Wednesday, July 26th, 2006 at 11:24 am - - Weekends 3 Comments »

cliffs of bolt tail

We had good weather down in Devon, and were determined to stay until it went bad. But it just got hotter and hotter until we couldn’t take it anymore. It was a a boil-in-a-bag in our suits when we went out on our kayaks. The water was still freezing when we dived deep, so was quite refreshing. I meant to have a write-up up, but the Python Imaging Library you get with Python24 of enthought can’t decode jpgs, so there goes my standard scheme of shrinking batches of photos to the correct size. I’ve put up much less on the wikiscuba about all this than I intended to by now.

It’s so easy to fall behind on the write-ups of holidays when you’re taking enough, and interesting things are happening during them. I can bore people silly in the pub about what I did last weekend. Sometimes they’re interested, and sometimes they’re just being polite. If you put it up on the web they can read it themselves — if they want to — during work when they have even less good things to do.

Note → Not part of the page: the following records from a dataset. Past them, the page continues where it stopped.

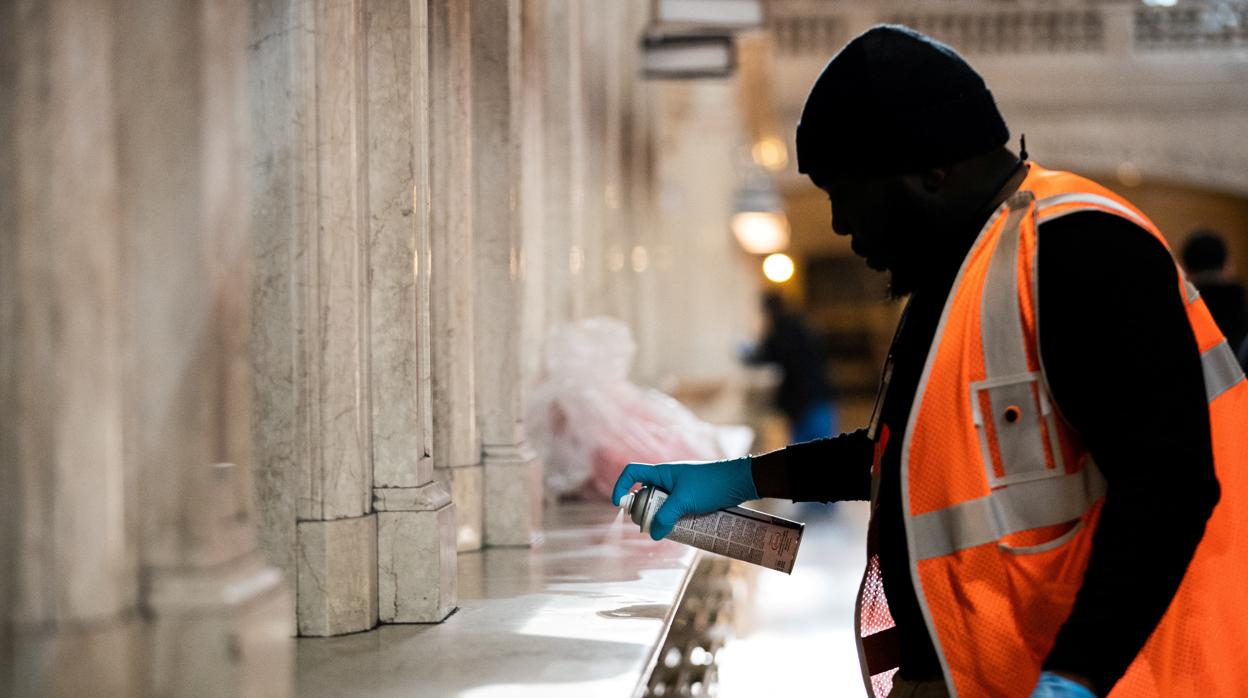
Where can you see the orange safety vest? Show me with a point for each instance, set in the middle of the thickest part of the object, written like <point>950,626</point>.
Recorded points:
<point>1002,500</point>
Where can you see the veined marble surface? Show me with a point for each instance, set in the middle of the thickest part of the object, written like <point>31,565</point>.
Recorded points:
<point>577,614</point>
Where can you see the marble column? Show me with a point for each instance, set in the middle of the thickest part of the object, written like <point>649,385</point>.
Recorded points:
<point>595,224</point>
<point>125,304</point>
<point>503,135</point>
<point>69,562</point>
<point>315,420</point>
<point>563,162</point>
<point>456,433</point>
<point>416,522</point>
<point>217,613</point>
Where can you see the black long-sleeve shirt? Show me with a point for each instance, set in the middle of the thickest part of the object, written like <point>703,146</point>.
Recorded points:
<point>1125,372</point>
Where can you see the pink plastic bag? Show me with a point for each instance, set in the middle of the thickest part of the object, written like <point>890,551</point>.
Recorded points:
<point>587,421</point>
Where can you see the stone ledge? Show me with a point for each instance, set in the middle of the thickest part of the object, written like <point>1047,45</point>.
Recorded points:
<point>416,556</point>
<point>337,576</point>
<point>427,497</point>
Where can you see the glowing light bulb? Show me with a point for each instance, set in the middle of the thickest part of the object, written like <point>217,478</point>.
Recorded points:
<point>778,267</point>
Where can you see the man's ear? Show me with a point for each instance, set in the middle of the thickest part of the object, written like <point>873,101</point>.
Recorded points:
<point>926,182</point>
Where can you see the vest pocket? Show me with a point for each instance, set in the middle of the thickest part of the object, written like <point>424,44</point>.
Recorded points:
<point>1014,418</point>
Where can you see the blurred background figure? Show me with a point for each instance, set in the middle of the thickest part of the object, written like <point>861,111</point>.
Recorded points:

Then you’re freed from keeping track of who you have blabbed your latest anecdote to, because you can assume anyone could have seen it.

I’m always amazed at how we do this — not only remembering stuff, but remembering who we have told our stuff to. Occasionally I get it wrong and tell very interesting story to the same person twice. Sometimes the person I’m telling it to takes the piss and tries to make the mistake into an embarrassing incident. Computers have cache tables, so it’s up to the receiver to tell whether it has heard the information already. That would be more sensible. Maybe we shouldn’t mind hearing the same story twice; it gives us a opportunity to tell whether anything has been changed in it, and determine what information is unreliable. Maybe if people allowed that to happen, we’d be telling the same stories over and over again every night.

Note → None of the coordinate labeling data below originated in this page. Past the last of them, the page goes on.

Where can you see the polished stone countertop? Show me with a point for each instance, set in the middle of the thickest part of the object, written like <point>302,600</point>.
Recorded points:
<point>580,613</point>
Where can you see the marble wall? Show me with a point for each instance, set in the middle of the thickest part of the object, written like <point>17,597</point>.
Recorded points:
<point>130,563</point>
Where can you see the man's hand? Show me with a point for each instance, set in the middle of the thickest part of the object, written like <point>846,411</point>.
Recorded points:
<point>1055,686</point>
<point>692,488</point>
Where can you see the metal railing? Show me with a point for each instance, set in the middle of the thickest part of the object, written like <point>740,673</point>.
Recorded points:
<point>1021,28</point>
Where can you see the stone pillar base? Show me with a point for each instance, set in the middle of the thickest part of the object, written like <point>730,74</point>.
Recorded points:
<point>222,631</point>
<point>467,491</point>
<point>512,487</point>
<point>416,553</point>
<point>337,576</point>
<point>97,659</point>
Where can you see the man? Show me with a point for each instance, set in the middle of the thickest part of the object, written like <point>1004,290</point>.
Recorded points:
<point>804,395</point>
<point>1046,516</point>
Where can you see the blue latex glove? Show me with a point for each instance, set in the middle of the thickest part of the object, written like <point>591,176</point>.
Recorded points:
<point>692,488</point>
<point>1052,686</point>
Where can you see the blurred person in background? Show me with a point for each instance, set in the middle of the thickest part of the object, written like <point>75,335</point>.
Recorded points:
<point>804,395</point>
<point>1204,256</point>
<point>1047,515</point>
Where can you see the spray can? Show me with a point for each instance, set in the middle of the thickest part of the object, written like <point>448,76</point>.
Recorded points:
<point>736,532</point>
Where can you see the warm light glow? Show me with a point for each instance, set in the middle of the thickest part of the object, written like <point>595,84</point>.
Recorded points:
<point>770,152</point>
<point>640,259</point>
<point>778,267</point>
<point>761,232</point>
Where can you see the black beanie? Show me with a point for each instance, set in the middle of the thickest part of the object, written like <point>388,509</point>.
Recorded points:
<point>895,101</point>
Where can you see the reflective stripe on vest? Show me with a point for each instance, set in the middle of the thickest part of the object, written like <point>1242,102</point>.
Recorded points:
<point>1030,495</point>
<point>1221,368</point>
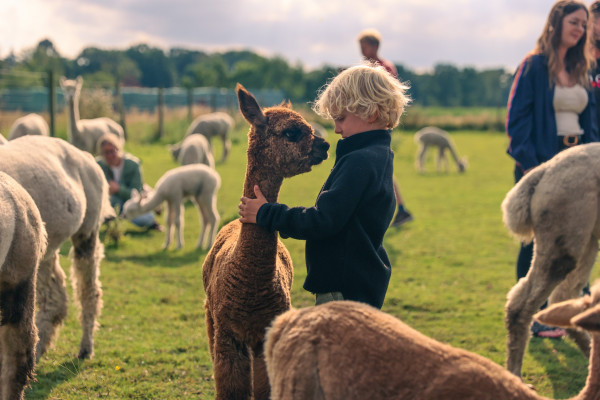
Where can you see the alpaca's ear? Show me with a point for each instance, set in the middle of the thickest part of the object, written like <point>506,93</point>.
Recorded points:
<point>560,314</point>
<point>249,107</point>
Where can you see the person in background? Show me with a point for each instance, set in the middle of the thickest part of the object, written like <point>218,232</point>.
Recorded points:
<point>369,41</point>
<point>550,107</point>
<point>123,173</point>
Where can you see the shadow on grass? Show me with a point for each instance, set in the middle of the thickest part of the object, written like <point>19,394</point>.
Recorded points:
<point>46,382</point>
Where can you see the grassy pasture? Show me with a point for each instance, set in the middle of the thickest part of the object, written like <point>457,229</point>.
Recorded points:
<point>452,268</point>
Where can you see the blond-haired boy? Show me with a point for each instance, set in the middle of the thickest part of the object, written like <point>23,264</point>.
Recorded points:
<point>344,230</point>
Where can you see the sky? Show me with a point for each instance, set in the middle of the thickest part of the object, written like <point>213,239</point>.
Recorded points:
<point>416,33</point>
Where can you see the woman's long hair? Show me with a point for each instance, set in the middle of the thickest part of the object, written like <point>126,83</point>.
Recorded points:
<point>578,59</point>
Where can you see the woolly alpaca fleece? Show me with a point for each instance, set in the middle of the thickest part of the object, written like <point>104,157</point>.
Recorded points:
<point>71,194</point>
<point>247,274</point>
<point>556,203</point>
<point>348,350</point>
<point>22,245</point>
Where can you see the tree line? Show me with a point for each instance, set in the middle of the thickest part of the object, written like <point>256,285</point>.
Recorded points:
<point>146,66</point>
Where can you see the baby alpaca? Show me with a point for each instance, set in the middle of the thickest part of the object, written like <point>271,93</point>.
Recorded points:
<point>30,124</point>
<point>198,182</point>
<point>217,124</point>
<point>435,137</point>
<point>556,204</point>
<point>349,351</point>
<point>248,272</point>
<point>21,248</point>
<point>84,133</point>
<point>194,149</point>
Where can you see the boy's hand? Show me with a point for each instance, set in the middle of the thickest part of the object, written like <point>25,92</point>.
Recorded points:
<point>248,207</point>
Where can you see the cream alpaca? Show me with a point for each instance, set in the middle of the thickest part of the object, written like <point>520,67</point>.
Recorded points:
<point>198,182</point>
<point>557,205</point>
<point>351,351</point>
<point>21,248</point>
<point>248,272</point>
<point>218,124</point>
<point>30,124</point>
<point>71,194</point>
<point>435,137</point>
<point>84,133</point>
<point>193,149</point>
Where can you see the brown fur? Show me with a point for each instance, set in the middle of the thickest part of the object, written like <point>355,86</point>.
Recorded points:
<point>558,205</point>
<point>248,272</point>
<point>22,244</point>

I want to put a link to the numbers joke here, but I can’t find it. The story is as follows: Stranger in bar hears a local say “63”, and everyone chuckles. It’s explained to him that they’ve all heard the stories so often that they’ve numbered them to save their breath. Stranger says, “Okay, I’ll try. 47!” Whole place falls down laughing as if it’s the funniest thing they have ever heard. Stranger asks, “What was it?” The local replies, “It’s the way you told it.”

Anyone got a link to a list of jokes of such nature for citations? Jokes are very difficult to remember, but you can be very popular with friends and strangers and potential girlfriends if you know a lot of good ones. So why don’t we soak them up naturally? I’d been meaning to learn some, along with some magic tricks before I go backpacking again.

Anyway, we’re back. Nothing went wrong with our kayak diving this time, and we still can’t believe no one else does it seriously. We’ve been out on a boat in Liverpool Bay since them, and dived a couple of wrecks near the giant gas platform. They’re building another field of wind turbines out there, which will be a lot nicer.

Tuesday, July 4th, 2006 at 4:50 pm - - Machining, Weekends

I hope to be heading off for some kayak diving down in South Devon shortly. Someone has just given us a car. Martin will stay at home and struggle with difficult compiler problems to do with multithreading.

In the future, according to this article about the end of the free lunch with regards to processors speeding up software, multithreading will no longer be optional when we have multicore machines. It’ll take deep understanding of the algorithms to break them apart into different processes to get the better performance.

Meanwhile, some business deals are being stitched up here at freesteel. If I wasn’t such a yellow-livered coward, I’d blog everything about them. As it is, I should be noting some sort of timeline into a text file embedded in the sourcecode for our records so we know what was happening and when. I have considered putting all our information into the blog as some password protected entries. Then I could stage an accident and make it all public just as the wayback machine is spidering through the system.

That puts in mind those extraordinary stories about millions of credit card numbers being “accidentally” put onto the internet. Given the amount of difficulty it takes to get something unusual uploaded onto the internet into a place where people can find it, the story always sounded suspicious. It might not seem quite so ludicrous as being caught “accidentally” selling valuable data, but the end is the same: you get paid cash to put some sensitive files up on the internet at a particular time and place, but then you claim it was a “mistake”. Like leaving a lighted match too close to a bucket of gasoline so the building burns down. So hard to prove. Well, actually it isn’t, because the evidence doesn’t necessarily destroy itself — the logfiles of what was done on the computer ought to be there, so we could ask some questions, find out who’s keyboard fingertips actually did it, and work out whether it was possible to have done what they did without knowing what they were doing. Like you can accidentally set up a webserver.

Too often companies get away with anonomizing the deeds, when we know that every computer command had to have been typed in by someone who had to be logged on with an account and a password. Computers could be one of the most accountable and transparent of all technological tools. But we deliberately run them so they aren’t.